Lotte and Docomo Succeed in Coupon Targeting Proof-of-Concept Using Docomo's Virtual Marketing Technology
Lotte and NTT Docomo successfully conducted a targeting PoC using LLM-based 'virtual marketing technology.' By targeting customers similar to AI-generated 'non-purchasers,' the coupon purchase rate increased by up to 1.76 times.
📋 Article Processing Timeline
- 📰 Published: April 22, 2026 at 19:00
- 🔍 Collected: April 23, 2026 at 00:02 (5h 2m after Published)
- 🤖 AI Analyzed: April 23, 2026 at 01:21 (1h 19m after Collected)
Lotte Co., Ltd. (hereafter 'Lotte') and NTT Docomo, Inc. (hereafter 'Docomo') announced today the successful results of a proof-of-concept (PoC) experiment regarding targeting in coupon distribution. This PoC utilized Docomo's newly developed 'virtual marketing technology' (*2), which leverages various corporate data and large language models (LLMs) to generate virtual consumer models (*1) (hereafter 'virtual customers') and conduct interviews with them, combined with data and purchasing history from Docomo's approximately 100 million (*3) d-account members. Notably, this is the first time a targeting PoC for ad and coupon delivery has been conducted using virtual marketing technology.

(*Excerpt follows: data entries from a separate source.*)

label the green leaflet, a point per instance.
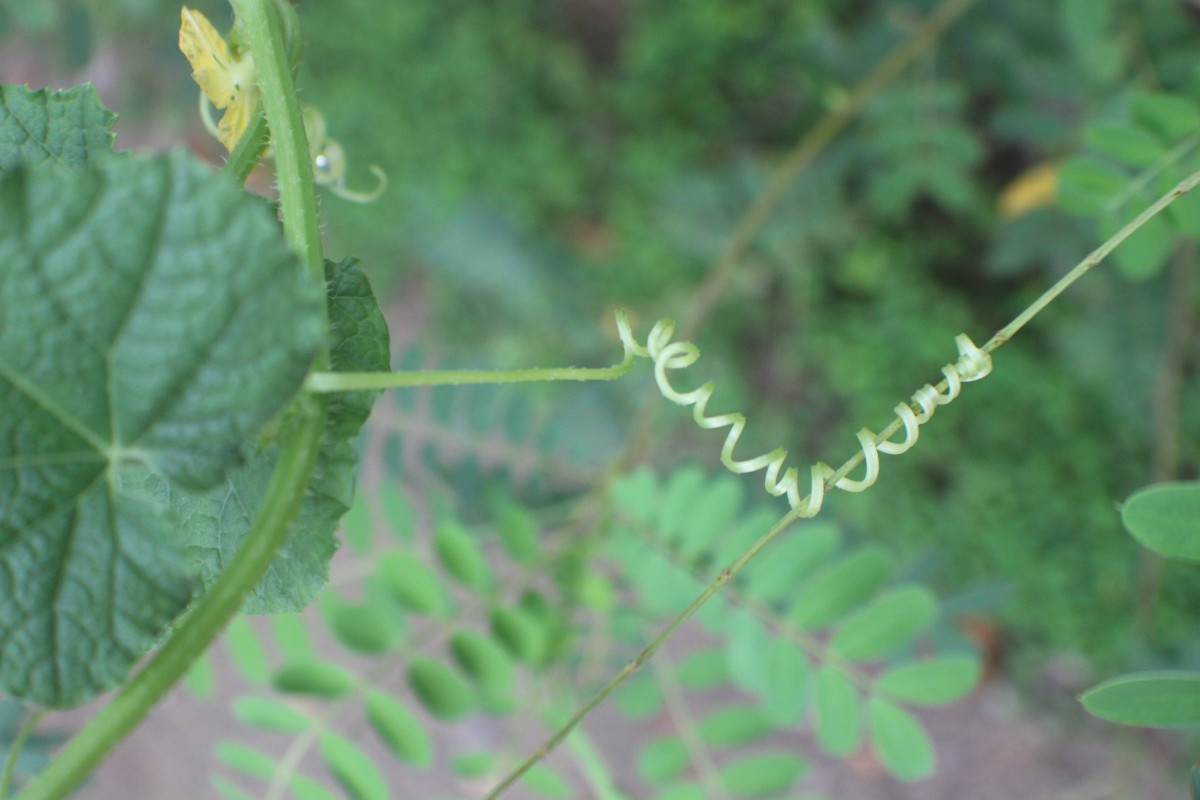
(69, 127)
(1167, 519)
(138, 346)
(216, 519)
(1157, 699)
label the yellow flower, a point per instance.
(228, 80)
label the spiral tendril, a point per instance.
(971, 365)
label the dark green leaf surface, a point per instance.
(1156, 699)
(69, 127)
(1167, 519)
(216, 521)
(138, 346)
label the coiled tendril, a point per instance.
(972, 365)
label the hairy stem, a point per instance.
(292, 475)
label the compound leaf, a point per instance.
(900, 741)
(1156, 699)
(353, 769)
(1165, 518)
(399, 729)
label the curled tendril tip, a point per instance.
(971, 365)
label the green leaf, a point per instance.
(936, 681)
(270, 714)
(1165, 518)
(735, 725)
(489, 666)
(840, 587)
(399, 729)
(703, 669)
(120, 365)
(1087, 184)
(520, 632)
(69, 127)
(1126, 143)
(763, 774)
(439, 689)
(413, 584)
(886, 624)
(461, 555)
(353, 769)
(792, 560)
(246, 759)
(217, 519)
(313, 677)
(361, 629)
(357, 527)
(900, 741)
(663, 759)
(1171, 116)
(787, 672)
(1153, 699)
(838, 714)
(543, 780)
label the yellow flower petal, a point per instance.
(209, 56)
(1033, 188)
(235, 119)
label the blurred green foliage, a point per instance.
(552, 158)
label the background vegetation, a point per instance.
(550, 160)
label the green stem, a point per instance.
(249, 149)
(201, 626)
(343, 382)
(293, 169)
(292, 475)
(18, 744)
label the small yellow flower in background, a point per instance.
(1033, 188)
(227, 79)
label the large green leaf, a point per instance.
(67, 127)
(1156, 699)
(1165, 518)
(138, 344)
(215, 521)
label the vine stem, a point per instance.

In this PoC, coupons for the 'Ghana Milk Chocolate Series' (*4) were distributed to two groups: general customers selected randomly, and customers with attributes similar to virtual customers generated by the virtual marketing technology under the premise that they 'have never purchased the Ghana Milk Chocolate Series.' The coupon display rate and actual purchase rate during the PoC period were compared. The results showed that the purchase rate of customers similar to the generated virtual customers was up to approximately 1.76 times higher than that of general customers. This confirmed that utilizing virtual marketing technology enables a deeper understanding of customers who have never purchased the product, leading to a highly effective targeting approach.
[Overview Chart of this PoC]
1. Background
For businesses, understanding consumers is a critical process in marketing market research. Currently, many companies understand consumers based on product shipment numbers and customer surveys, making highly effective targeting difficult. In particular, regarding approaches to customers who have never purchased a specific product (hereafter 'non-purchasers'), Lotte felt challenged by the lack of purchase history data, which led to poor understanding of non-purchasers and low targeting accuracy.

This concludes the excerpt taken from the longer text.